Conti: Le cause non sono note. Perché non sono note le cause dell’invecchiamento in generale (e quindi di quello cerebrale da cui dipende il declino cognitivo). Ma sappiamo che una caratteristica fondamentale del cervello anziano è la riduzione della plasticità cerebrale, ovvero di quella straordinaria capacità che ha il cervello di modificare la propria fisiologia e di adattarsi all’ambiente.

---- Of: Perché è importante conoscere come avviene il declino cognitivo?
Conti: Perché se non conosciamo bene da cosa dipende il declino cognitivo, qualunque tentativo d’intervento sarà destinato all’insuccesso o sarà comunque velleitario, se non pericoloso. Questo è il modo in cui funziona la “scienza medica”: conoscere i meccanismi normali per capire come questi possano alterarsi e funzionare male o meno bene è la condizione imprescindibile per un corretto approccio terapeutico.

Of: Come si interviene per ridurne i “danni”? Su cosa si è concentrata la ricerca?
Conti: Direi che la dimostrazione di una riduzione della plasticità dimostrata nel cervello anziano è sicuramente una delle strade più promettenti ma non necessariamente l’unica. Da una parte, perché conosciamo piuttosto bene i meccanismi cellulari e molecolari che ne sono alla base e quindi possiamo immaginare di essere presto nella condizione di poter modulare questi fenomeni. Dall’altra, e questa è sicuramente una notizia molto interessante per le casse del SSN, perché è dimostrato che si può riattivare la plasticità anche nell’anziano esponendolo semplicemente ad una vita più attiva, sia sul piano intellettuale sia su quello fisico, e meno sola.
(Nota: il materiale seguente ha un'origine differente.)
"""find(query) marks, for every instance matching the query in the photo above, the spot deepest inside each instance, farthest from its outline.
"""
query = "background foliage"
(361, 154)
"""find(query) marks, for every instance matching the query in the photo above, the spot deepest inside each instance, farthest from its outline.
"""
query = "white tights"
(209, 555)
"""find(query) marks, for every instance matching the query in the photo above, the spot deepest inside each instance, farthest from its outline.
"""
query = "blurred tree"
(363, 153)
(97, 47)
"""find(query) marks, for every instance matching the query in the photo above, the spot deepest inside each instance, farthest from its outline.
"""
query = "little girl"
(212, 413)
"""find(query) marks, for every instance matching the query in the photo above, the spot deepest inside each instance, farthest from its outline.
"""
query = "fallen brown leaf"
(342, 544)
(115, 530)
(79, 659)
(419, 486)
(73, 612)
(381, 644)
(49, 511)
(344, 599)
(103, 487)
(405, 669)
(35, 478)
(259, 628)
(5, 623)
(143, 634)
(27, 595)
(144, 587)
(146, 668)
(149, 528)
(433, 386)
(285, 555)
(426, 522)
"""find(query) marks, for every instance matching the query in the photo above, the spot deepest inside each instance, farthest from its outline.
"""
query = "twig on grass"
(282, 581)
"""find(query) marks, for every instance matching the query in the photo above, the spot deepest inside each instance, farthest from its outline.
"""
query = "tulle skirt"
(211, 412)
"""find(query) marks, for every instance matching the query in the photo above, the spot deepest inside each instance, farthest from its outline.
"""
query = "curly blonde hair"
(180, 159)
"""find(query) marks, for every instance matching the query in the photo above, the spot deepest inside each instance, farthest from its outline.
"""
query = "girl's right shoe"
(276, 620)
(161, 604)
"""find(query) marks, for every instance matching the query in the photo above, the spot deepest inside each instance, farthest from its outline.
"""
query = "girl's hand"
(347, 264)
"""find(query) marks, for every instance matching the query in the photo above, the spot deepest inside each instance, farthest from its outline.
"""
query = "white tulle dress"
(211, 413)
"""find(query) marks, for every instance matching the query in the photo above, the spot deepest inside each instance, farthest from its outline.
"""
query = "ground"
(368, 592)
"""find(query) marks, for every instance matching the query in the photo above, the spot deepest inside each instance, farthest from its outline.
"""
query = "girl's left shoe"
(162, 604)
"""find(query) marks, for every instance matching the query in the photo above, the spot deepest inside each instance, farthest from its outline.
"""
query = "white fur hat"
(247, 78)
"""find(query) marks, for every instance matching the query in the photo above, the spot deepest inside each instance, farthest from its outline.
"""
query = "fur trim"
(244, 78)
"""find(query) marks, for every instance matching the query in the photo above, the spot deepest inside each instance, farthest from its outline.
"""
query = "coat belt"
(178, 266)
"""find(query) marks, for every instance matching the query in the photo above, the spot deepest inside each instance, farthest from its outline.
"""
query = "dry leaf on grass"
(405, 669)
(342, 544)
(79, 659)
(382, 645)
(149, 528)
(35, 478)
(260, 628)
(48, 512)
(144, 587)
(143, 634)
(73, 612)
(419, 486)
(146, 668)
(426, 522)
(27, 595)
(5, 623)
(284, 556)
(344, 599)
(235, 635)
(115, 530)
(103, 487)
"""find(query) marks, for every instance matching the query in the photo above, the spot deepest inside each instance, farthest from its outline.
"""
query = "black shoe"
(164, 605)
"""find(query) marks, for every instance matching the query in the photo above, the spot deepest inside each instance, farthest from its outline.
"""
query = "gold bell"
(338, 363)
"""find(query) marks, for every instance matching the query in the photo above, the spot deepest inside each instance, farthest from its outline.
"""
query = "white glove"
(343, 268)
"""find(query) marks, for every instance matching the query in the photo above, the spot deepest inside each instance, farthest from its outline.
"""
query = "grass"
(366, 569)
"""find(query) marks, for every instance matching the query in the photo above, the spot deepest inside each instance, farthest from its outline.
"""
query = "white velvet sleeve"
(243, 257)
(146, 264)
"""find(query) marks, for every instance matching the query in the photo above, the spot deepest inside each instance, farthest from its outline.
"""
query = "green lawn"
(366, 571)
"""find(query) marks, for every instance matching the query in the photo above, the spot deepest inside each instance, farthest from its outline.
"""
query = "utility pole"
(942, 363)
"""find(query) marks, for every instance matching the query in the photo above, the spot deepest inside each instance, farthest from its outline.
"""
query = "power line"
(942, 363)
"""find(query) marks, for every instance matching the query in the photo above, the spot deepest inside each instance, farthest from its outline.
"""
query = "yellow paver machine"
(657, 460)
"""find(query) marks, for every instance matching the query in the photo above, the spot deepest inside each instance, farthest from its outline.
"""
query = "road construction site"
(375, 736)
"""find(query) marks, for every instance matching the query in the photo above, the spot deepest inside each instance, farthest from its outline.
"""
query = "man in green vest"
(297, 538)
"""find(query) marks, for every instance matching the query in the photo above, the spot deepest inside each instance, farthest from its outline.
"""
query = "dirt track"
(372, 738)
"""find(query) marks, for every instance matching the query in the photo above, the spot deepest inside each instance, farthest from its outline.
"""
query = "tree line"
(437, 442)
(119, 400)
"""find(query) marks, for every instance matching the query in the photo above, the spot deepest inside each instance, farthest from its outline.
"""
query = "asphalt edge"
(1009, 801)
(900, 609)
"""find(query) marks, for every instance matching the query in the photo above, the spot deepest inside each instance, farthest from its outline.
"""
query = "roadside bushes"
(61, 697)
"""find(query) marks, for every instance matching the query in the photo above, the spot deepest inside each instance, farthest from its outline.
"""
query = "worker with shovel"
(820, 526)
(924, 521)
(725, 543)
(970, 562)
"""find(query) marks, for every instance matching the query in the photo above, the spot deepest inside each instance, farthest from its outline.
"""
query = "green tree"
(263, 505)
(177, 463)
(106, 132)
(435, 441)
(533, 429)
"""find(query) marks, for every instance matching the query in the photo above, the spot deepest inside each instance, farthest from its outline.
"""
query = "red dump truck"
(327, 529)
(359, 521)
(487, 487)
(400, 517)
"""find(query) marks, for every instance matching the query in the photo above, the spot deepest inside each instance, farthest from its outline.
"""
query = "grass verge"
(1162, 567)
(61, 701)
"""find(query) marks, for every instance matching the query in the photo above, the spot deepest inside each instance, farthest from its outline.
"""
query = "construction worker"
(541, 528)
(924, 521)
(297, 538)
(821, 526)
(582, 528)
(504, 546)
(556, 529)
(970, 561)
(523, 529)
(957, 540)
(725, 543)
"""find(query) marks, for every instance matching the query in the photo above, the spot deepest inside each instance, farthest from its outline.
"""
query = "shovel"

Of: Esiste una differenza tra declino cognitivo fisiologico e declino cognitivo patologico?
Conti: Su questo punto, esistono differenze importanti di vedute tra gli scienziati. Molti sostengono che la demenza senile (nelle sue varie forme) non sia altro che una “radicalizzazione” del processo fisiologico di invecchiamento. Altri sostengono che il fattore comune alle due condizioni sia l’età e che i due processi non siano legati da alcun rapporto di causa-effetto. Personalmente, ritengo che i secondi stiano dando un’interpretazione più aderente ai dati della letteratura biomedica.

Of: Esistono degli “stratagemmi” per limitare i danni del declino cognitivo o ritardarne gli effetti?
Conti: Sì. Come dicevo prima, usare il cervello. Stimolarlo: quindi porsi problemi, non essere ripetitivi e abitudinari, conoscere, essere curiosi, sforzarsi di fare le cose che riescono più difficili. Sempre meglio se comincia da giovani, così si può tentare di mettere nella nostra banca cerebrale un gruzzolo di riserva. E, di nuovo come diceva Cicerone, controllare per quanto possibile le abitudini alimentari e camminare mezz’ora al giorno.